While the NDR has all the money it needs for Offutt and Tyndall through Fiscal Year 2021, the BII&R initiative will play a key role in helping AFIMSC identify vulnerabilities and make targeted investment decisions to strengthen installation readiness enterprise-wide.

AFIMSC recently released a strategic plan that outlines major lines of effort and related goals that support Air Force priorities like delivering new analytics, tools and management practices that help commanders identify where investments need to be made. 

In February, AFIMSC deployed a new dashboard for Facilities Activity Management Planning. The online dashboard is a suite of three tools and feeds in mission index data from six sustainment management systems. Combining these scores with mission dependency indicators, AFIMSC can provide installations a 10-year outlook on their facilities’ requirements. With this information flowing up from the installations, and more AMP dashboards in development, installations can track and report requirements for life cycle asset management planning further out and help the Air Force reverse-engineer funding and procure contracting services before mission failure becomes a risk.
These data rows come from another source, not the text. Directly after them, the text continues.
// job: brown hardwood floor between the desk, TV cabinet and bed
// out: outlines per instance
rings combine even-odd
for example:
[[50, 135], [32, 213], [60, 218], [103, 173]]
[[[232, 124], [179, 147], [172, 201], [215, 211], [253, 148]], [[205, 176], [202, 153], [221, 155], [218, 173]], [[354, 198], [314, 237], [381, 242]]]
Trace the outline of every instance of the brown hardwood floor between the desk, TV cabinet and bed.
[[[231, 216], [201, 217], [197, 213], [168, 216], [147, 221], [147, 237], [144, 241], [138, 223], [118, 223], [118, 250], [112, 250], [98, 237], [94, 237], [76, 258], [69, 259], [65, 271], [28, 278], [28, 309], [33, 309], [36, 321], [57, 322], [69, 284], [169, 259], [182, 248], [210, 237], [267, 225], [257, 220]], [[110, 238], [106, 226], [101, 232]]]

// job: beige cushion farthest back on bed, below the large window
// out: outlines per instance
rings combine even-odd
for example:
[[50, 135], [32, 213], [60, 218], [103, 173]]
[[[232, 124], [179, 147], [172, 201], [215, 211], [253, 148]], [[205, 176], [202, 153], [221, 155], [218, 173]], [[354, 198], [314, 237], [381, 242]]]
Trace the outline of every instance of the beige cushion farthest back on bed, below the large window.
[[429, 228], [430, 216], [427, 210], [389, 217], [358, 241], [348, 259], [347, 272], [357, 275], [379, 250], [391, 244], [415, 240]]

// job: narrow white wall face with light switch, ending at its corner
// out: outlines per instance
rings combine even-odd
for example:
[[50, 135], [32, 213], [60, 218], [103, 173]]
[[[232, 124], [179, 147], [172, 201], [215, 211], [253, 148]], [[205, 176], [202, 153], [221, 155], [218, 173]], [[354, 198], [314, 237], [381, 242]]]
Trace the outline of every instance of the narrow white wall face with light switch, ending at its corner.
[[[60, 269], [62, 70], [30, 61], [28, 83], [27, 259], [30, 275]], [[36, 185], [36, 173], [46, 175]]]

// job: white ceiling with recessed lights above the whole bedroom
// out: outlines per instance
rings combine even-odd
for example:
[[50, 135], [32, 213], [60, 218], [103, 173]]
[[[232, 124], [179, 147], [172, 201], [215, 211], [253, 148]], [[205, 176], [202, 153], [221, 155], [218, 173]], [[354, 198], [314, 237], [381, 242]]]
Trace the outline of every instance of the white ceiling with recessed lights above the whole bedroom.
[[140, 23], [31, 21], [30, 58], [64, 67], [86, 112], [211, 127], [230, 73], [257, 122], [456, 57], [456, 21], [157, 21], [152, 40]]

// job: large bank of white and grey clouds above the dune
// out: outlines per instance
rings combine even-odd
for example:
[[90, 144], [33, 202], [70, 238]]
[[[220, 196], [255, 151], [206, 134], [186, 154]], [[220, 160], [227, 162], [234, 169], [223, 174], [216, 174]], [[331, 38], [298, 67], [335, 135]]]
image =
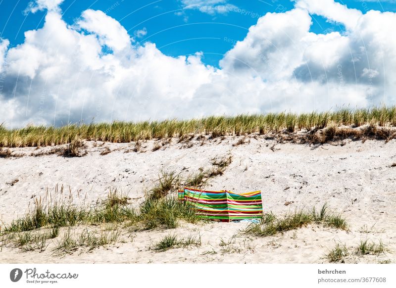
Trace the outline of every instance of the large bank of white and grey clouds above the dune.
[[[60, 0], [40, 2], [48, 10], [43, 28], [25, 32], [17, 47], [0, 39], [0, 123], [8, 127], [395, 103], [392, 12], [297, 0], [259, 18], [218, 69], [203, 64], [201, 52], [170, 57], [153, 43], [137, 45], [102, 11], [67, 25], [48, 4]], [[345, 33], [309, 32], [310, 14], [345, 25]]]

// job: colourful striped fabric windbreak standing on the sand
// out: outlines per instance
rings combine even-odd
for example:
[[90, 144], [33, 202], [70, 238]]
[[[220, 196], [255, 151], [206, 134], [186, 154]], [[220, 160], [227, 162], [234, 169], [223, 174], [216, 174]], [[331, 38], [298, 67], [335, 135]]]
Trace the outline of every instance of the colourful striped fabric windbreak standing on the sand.
[[206, 219], [229, 222], [262, 217], [261, 192], [237, 194], [231, 191], [202, 191], [185, 188], [178, 193], [180, 200], [191, 203]]

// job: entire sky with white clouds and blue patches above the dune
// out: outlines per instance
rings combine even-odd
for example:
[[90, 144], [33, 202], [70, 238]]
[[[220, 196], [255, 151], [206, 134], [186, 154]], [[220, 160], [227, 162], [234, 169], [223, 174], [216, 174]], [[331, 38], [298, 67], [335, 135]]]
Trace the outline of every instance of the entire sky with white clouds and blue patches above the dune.
[[0, 123], [396, 104], [395, 0], [0, 0]]

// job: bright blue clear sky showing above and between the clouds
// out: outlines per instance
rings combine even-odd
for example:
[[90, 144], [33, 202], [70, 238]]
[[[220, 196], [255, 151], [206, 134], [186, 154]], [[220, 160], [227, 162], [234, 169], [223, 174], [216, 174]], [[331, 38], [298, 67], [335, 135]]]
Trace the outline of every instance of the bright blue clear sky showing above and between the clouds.
[[[1, 37], [11, 45], [24, 41], [24, 32], [41, 28], [46, 11], [25, 12], [31, 0], [0, 0]], [[367, 10], [396, 11], [392, 1], [345, 0], [338, 2], [365, 13]], [[181, 0], [65, 0], [60, 7], [63, 19], [73, 24], [82, 11], [91, 8], [104, 11], [118, 20], [133, 37], [139, 30], [147, 34], [138, 41], [150, 41], [163, 53], [171, 56], [188, 55], [202, 51], [202, 61], [218, 66], [223, 54], [235, 41], [243, 40], [248, 28], [267, 12], [284, 12], [294, 6], [290, 0], [229, 0], [227, 4], [238, 7], [227, 13], [201, 12], [186, 9]], [[219, 3], [222, 5], [225, 3]], [[241, 9], [241, 10], [240, 10]], [[343, 31], [342, 24], [331, 23], [319, 15], [313, 16], [311, 31], [328, 33]]]

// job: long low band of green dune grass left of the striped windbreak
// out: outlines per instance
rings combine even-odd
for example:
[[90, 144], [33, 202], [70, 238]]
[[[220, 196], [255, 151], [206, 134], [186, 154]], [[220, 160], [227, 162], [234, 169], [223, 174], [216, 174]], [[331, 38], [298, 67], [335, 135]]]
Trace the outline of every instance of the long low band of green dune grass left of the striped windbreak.
[[50, 238], [55, 238], [59, 227], [127, 222], [127, 226], [136, 225], [140, 227], [139, 230], [157, 227], [171, 229], [178, 226], [179, 219], [191, 223], [199, 220], [193, 208], [188, 203], [179, 201], [174, 195], [147, 199], [140, 207], [125, 202], [124, 196], [116, 197], [118, 196], [109, 193], [106, 200], [93, 207], [68, 203], [51, 203], [46, 206], [42, 201], [36, 201], [32, 211], [13, 220], [9, 225], [4, 225], [0, 232], [9, 234], [51, 228]]

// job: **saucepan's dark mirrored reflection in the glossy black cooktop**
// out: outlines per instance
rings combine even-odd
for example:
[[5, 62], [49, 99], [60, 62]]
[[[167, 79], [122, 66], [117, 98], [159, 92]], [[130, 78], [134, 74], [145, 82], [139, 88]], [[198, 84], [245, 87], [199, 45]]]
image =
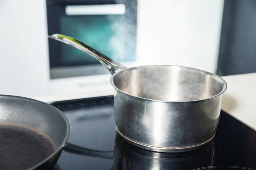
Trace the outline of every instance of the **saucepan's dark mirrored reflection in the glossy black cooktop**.
[[185, 153], [159, 153], [144, 150], [126, 142], [117, 133], [114, 151], [114, 170], [192, 170], [214, 164], [215, 144]]

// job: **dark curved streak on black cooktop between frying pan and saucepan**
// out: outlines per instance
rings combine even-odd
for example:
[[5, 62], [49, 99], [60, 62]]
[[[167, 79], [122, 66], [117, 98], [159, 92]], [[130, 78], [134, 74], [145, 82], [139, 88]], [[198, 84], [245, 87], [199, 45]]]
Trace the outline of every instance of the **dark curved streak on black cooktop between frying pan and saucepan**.
[[75, 153], [84, 156], [93, 156], [105, 159], [113, 159], [114, 151], [101, 151], [101, 150], [92, 150], [85, 147], [76, 146], [74, 144], [66, 143], [63, 147], [63, 150]]

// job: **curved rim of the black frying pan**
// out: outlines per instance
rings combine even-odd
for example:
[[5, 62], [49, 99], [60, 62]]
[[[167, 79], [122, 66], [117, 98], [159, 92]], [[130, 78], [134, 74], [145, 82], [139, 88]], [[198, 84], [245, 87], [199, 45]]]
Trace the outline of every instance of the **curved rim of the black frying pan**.
[[49, 156], [47, 156], [44, 160], [42, 160], [41, 162], [39, 162], [38, 164], [36, 164], [35, 166], [29, 168], [28, 170], [34, 170], [38, 167], [40, 167], [42, 164], [44, 164], [45, 162], [49, 161], [49, 159], [51, 159], [52, 157], [54, 157], [56, 154], [58, 154], [62, 148], [64, 147], [64, 145], [67, 143], [67, 139], [69, 138], [70, 136], [70, 122], [69, 120], [67, 119], [67, 116], [62, 112], [60, 111], [59, 109], [55, 108], [54, 106], [52, 105], [49, 105], [48, 103], [45, 103], [45, 102], [41, 102], [39, 100], [36, 100], [36, 99], [31, 99], [31, 98], [27, 98], [27, 97], [22, 97], [22, 96], [12, 96], [12, 95], [3, 95], [1, 94], [0, 95], [0, 99], [1, 98], [10, 98], [10, 99], [19, 99], [19, 100], [24, 100], [24, 101], [31, 101], [31, 102], [36, 102], [38, 104], [42, 104], [42, 105], [45, 105], [46, 107], [52, 109], [53, 111], [55, 111], [55, 113], [58, 113], [63, 119], [64, 119], [64, 122], [66, 123], [67, 127], [66, 127], [66, 130], [67, 130], [67, 133], [64, 137], [64, 140], [63, 142], [61, 142], [61, 144], [56, 148], [56, 150]]

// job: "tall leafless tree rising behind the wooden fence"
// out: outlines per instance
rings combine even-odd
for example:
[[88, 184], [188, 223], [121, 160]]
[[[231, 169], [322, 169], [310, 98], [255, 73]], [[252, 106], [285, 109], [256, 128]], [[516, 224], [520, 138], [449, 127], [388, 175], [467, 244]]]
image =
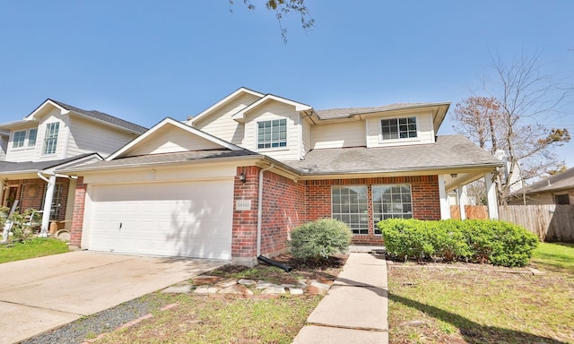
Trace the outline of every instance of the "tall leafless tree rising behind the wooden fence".
[[559, 105], [572, 89], [543, 75], [538, 57], [519, 56], [509, 64], [492, 57], [495, 81], [483, 80], [488, 97], [474, 95], [455, 107], [455, 130], [505, 162], [494, 180], [501, 204], [522, 186], [517, 183], [564, 165], [552, 148], [569, 142], [570, 133], [551, 128], [548, 119], [558, 116]]

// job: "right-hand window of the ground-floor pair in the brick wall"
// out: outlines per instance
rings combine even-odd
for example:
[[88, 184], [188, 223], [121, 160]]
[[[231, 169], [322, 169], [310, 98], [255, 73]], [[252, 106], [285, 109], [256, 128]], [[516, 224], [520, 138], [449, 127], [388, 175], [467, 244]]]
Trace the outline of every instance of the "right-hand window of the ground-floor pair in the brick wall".
[[[373, 185], [372, 194], [375, 224], [381, 219], [413, 218], [411, 185]], [[377, 226], [375, 234], [381, 234]]]

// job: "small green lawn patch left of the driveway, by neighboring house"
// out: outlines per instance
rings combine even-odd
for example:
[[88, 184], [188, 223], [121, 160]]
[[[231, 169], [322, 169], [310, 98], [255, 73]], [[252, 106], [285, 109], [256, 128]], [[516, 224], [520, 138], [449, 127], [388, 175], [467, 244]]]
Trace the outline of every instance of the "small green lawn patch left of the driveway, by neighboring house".
[[12, 245], [0, 245], [0, 263], [14, 262], [51, 254], [68, 252], [68, 246], [54, 238], [36, 237]]

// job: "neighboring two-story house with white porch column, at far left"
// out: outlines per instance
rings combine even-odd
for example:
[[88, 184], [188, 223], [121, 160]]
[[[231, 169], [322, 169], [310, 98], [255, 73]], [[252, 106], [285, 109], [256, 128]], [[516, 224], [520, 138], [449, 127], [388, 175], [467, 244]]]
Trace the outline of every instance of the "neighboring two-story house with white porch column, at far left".
[[145, 130], [47, 99], [22, 121], [0, 124], [1, 204], [43, 211], [44, 231], [50, 220], [70, 228], [76, 177], [56, 169], [101, 160]]

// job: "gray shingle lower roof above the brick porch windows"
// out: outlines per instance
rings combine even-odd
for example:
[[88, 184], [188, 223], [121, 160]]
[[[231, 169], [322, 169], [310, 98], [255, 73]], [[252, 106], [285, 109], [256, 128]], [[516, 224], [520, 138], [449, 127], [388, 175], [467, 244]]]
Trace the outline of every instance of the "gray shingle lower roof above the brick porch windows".
[[307, 175], [493, 168], [502, 165], [499, 159], [463, 135], [439, 136], [434, 144], [310, 150], [304, 160], [283, 163]]

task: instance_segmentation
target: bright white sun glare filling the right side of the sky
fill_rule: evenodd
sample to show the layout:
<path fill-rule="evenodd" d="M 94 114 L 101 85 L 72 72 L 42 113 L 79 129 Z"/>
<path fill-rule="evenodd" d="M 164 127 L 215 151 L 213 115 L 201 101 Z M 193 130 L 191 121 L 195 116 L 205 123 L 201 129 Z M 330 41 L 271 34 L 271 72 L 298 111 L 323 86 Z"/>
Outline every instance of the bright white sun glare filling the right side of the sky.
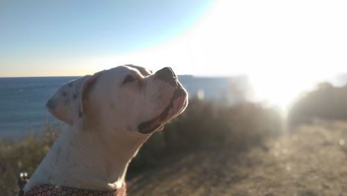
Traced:
<path fill-rule="evenodd" d="M 177 74 L 247 75 L 257 101 L 287 111 L 303 91 L 346 71 L 347 27 L 341 24 L 347 12 L 346 3 L 340 3 L 216 0 L 184 33 L 142 51 L 18 64 L 42 64 L 37 70 L 45 74 L 69 72 L 60 75 L 121 64 L 153 71 L 171 66 Z"/>

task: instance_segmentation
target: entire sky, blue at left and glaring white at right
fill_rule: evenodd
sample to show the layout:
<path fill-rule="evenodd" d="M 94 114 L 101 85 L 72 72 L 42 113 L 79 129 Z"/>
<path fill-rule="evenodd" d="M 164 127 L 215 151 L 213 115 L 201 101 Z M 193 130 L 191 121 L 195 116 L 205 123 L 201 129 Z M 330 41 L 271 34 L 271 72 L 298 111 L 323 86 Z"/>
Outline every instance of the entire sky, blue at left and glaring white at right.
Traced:
<path fill-rule="evenodd" d="M 0 1 L 0 77 L 85 75 L 121 64 L 246 75 L 287 107 L 347 73 L 347 1 Z"/>

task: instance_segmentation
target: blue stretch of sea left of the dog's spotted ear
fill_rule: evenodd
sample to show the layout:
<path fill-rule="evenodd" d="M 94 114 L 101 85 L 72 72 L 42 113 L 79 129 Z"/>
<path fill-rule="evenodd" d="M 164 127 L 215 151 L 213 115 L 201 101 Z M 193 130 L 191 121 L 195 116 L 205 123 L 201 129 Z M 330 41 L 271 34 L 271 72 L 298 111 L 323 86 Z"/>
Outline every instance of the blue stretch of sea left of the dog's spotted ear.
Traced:
<path fill-rule="evenodd" d="M 53 119 L 46 101 L 62 84 L 76 78 L 0 78 L 0 136 L 41 130 L 46 119 Z"/>

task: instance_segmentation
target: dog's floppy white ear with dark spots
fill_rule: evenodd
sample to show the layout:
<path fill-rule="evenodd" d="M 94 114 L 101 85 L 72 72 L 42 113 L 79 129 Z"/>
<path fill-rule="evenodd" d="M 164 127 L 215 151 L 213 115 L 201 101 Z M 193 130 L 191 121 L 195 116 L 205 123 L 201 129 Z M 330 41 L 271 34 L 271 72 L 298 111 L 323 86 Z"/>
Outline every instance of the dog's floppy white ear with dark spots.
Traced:
<path fill-rule="evenodd" d="M 94 75 L 85 75 L 63 85 L 48 100 L 46 108 L 54 117 L 67 123 L 78 132 L 83 127 L 85 116 L 83 103 L 86 101 L 85 98 L 90 88 L 98 80 L 102 72 Z"/>

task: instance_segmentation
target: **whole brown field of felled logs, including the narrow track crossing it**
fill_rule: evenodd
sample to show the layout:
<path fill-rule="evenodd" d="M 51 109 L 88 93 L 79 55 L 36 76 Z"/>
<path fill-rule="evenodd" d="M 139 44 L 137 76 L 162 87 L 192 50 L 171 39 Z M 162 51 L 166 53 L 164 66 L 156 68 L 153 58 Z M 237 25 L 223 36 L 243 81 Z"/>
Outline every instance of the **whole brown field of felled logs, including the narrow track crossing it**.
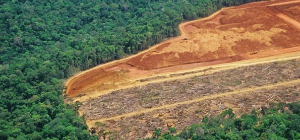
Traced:
<path fill-rule="evenodd" d="M 155 128 L 181 130 L 228 108 L 241 115 L 270 102 L 299 101 L 299 94 L 300 59 L 293 59 L 118 90 L 84 102 L 80 110 L 90 128 L 136 139 Z"/>

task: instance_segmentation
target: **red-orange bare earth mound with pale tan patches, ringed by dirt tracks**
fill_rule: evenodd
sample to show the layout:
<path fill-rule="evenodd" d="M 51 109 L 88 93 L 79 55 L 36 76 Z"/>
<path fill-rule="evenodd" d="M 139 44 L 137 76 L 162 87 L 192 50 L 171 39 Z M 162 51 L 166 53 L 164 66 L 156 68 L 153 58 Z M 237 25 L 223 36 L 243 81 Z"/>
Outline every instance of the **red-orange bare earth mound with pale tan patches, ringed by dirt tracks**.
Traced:
<path fill-rule="evenodd" d="M 277 14 L 269 7 L 224 10 L 209 21 L 185 26 L 187 40 L 162 44 L 127 63 L 153 69 L 229 57 L 234 61 L 255 51 L 299 46 L 300 24 L 290 26 Z"/>

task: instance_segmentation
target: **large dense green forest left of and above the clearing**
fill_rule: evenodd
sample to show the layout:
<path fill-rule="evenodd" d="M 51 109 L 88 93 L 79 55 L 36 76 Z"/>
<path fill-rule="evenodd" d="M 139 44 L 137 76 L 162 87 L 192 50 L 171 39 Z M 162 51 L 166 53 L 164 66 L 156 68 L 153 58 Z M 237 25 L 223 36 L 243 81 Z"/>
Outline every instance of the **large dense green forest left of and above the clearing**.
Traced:
<path fill-rule="evenodd" d="M 0 0 L 1 139 L 96 139 L 63 81 L 179 34 L 177 25 L 258 0 Z"/>

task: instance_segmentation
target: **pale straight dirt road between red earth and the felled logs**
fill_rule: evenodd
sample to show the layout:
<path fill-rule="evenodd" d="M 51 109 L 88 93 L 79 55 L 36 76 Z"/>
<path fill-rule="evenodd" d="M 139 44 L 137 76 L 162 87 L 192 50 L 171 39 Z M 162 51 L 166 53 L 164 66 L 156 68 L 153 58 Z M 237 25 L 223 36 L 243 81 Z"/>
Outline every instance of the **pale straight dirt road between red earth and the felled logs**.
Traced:
<path fill-rule="evenodd" d="M 126 81 L 127 85 L 128 85 L 128 83 L 130 83 L 129 86 L 123 86 L 121 88 L 110 89 L 110 90 L 101 91 L 101 92 L 94 92 L 93 94 L 88 95 L 88 96 L 74 97 L 73 102 L 76 102 L 76 101 L 85 102 L 89 99 L 93 99 L 93 98 L 96 98 L 96 97 L 99 97 L 99 96 L 102 96 L 105 94 L 109 94 L 115 90 L 128 89 L 128 88 L 143 86 L 143 85 L 147 85 L 147 84 L 151 84 L 151 83 L 159 83 L 159 82 L 165 82 L 165 81 L 187 79 L 187 78 L 191 78 L 191 77 L 195 77 L 195 76 L 208 75 L 208 74 L 212 74 L 212 73 L 216 73 L 216 72 L 220 72 L 220 71 L 224 71 L 224 70 L 232 69 L 232 68 L 236 68 L 236 67 L 241 67 L 241 66 L 263 64 L 263 63 L 269 63 L 269 62 L 275 62 L 275 61 L 285 61 L 285 60 L 291 60 L 291 59 L 295 59 L 295 58 L 300 58 L 300 52 L 293 52 L 293 53 L 258 58 L 258 59 L 235 61 L 235 62 L 231 62 L 231 63 L 224 63 L 224 64 L 218 64 L 218 65 L 203 66 L 200 68 L 188 69 L 186 71 L 179 71 L 176 73 L 164 73 L 164 74 L 154 75 L 151 77 L 140 77 L 137 79 Z M 208 69 L 208 68 L 210 68 L 211 70 L 205 71 L 205 69 Z M 197 71 L 205 71 L 205 72 L 193 73 L 193 72 L 197 72 Z M 192 73 L 192 74 L 170 77 L 170 75 L 177 75 L 177 74 L 184 74 L 184 73 Z M 165 77 L 165 78 L 141 82 L 142 79 L 155 78 L 155 77 Z"/>

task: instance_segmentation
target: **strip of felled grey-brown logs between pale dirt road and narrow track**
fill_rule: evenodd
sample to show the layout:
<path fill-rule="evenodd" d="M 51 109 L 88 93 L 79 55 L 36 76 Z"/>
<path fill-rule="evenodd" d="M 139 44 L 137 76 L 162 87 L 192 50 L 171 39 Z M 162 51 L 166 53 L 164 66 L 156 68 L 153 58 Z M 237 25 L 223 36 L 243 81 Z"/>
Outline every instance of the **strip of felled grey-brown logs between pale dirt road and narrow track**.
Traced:
<path fill-rule="evenodd" d="M 81 110 L 88 120 L 94 120 L 211 94 L 291 81 L 299 77 L 299 59 L 251 65 L 185 80 L 118 90 L 88 100 L 83 103 Z"/>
Through the NDR program, installations may be able to capture and share this data with AFIMSC in real time. 

For example, the NDR team is fielding an installation resilience operations center, or IROC, prototype that gives Tyndall AFB the ability to centrally collect, share, integrate and analyze data. That data is then used for predictive maintenance and to conduct live monitoring of facility conditions.

“The applications for the IROC are almost limitless … from increasing safety and security of our Airmen to driving cost-effective management of our built infrastructure,” Leighton said. “This prototype has the potential to drastically change how we operate and maintain our installations.”